3-3. ide0:0.fileNameを.vmdkファイルの名前に合わせて書き換える。ide~はIDEドライブの設定で、0:0の部分は、プライマリ/セカンダリとマスタ/スレーブを0/1で表す。

3-4. OSのインストールディスクにアクセスするドライブを設定する。仮にセカンダリ マスタとしてide1:0に設定するが、都合に合わせて変えてもいいと思う。
物理的なディスクかISOイメージかで設定が違う。
共通事項として、「ide1:0.present = "TRUE"」行が必要。

3-4-a. 物理的なディスクを使う場合
以下の3行を記述する。
0/1の部分は、実際のドライブの接続に合わせる。

ide1:0.fileName = "auto detect"
ide1:0.deviceType = "cdrom-raw"
ide1:0.autodetect = "TRUE"

3-4-b. ディスクがISOイメージである場合
以下の3行を記述する。

ide1:0.fileName = "c:\cd\xxxxx.iso"
ide1:0.deviceType = "cdrom-image"
ide1:0.startConnected = "TRUE"

ide1:0.fileNameには使用するISOイメージのフルパスを記述する。

3-5. .vmxファイルを保存する。

4. VMware Playerを起動して、.vmxファイルを読み込む。
一度でも起動した仮想マシンには識別番号が振られるので、そこからコピーしたものを使用した場合には、初回起動時に「前回と設定ファイルの位置が違う。コピーしたのなら番号振り直して。移動させたのなら番号そのままで。」というような意味のダイアログが表示される。
ここではコピーしたので「Create」を選択する。

5. 仮想マシンが起動するので、BIOS画面が表示されたら「ESC」キーを押してブートメニューを出す。インストール済みのOSが起動してしまったら、再起動して同様に。
この辺り、タイミングがちょっとつかみにくかった。

6. 「CD-ROM Drive」を選択して、後は普通の手順でインストールする。

7. 一通りインストールが完了したら、一旦仮想マシンをシャットダウンし、.vmxファイルを開き、VMware Playerのインストールディレクトリ内にあるwindows.isoファイルをCD-ROMとして認識するように書き換える。(3-4参照)
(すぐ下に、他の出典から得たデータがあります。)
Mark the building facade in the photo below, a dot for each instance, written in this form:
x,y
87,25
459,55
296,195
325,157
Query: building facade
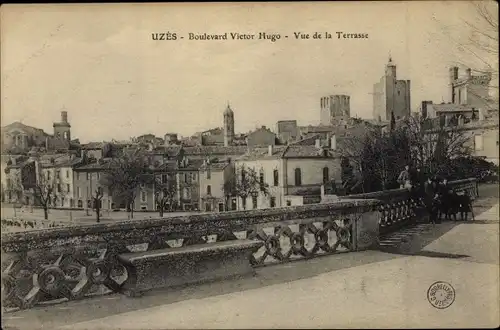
x,y
294,174
213,177
261,137
228,126
334,108
391,95
287,131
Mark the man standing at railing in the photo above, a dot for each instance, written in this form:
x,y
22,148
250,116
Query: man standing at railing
x,y
431,203
404,178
8. 仮想マシンを起動し、設定したCD-ROMからVMware Toolsをインストールする。
これには、ホストOS-ゲストOS間で切り替えをスムーズにしたり、コピー&ペーストやファイルのドラッグ&ドロップができるようにするなどの効果がある。
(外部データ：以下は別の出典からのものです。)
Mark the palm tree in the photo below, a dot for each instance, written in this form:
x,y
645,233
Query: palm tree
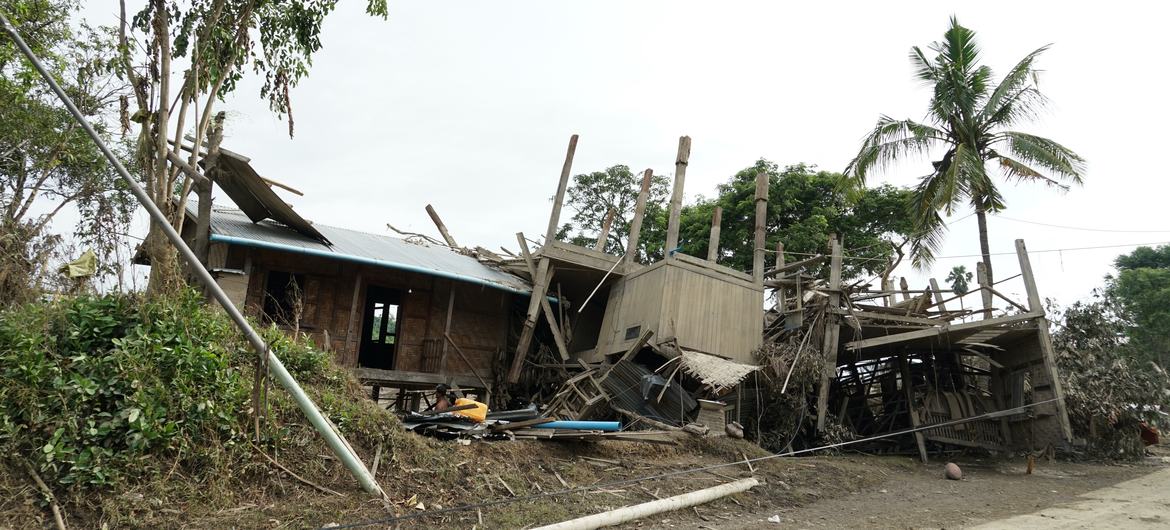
x,y
959,280
972,119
9. 仮想マシン上でネットワークが認識できなかったり、VMware Toolsのインストール時に「前世代のハードウェアが見つかったのでVlanceやVMXnetのドライバがインストールできない」と表示された場合は、シャットダウンして、.vmxファイルに「ethernet0.virtualDev = "e1000"」と書き加えると解決するかもしれない。

(2007/09/07追記)
ところが、翌日起動すると、「問題のレポートと解決策」というのが表示されて、

Windows Vista は、次の製品をサポートしていません : AMD Ethernet Device

とか言われてしまいました。
ネットワークは見えてるようだし、気にしないことにします。

それと、どうやらUSBメモリは使えない模様。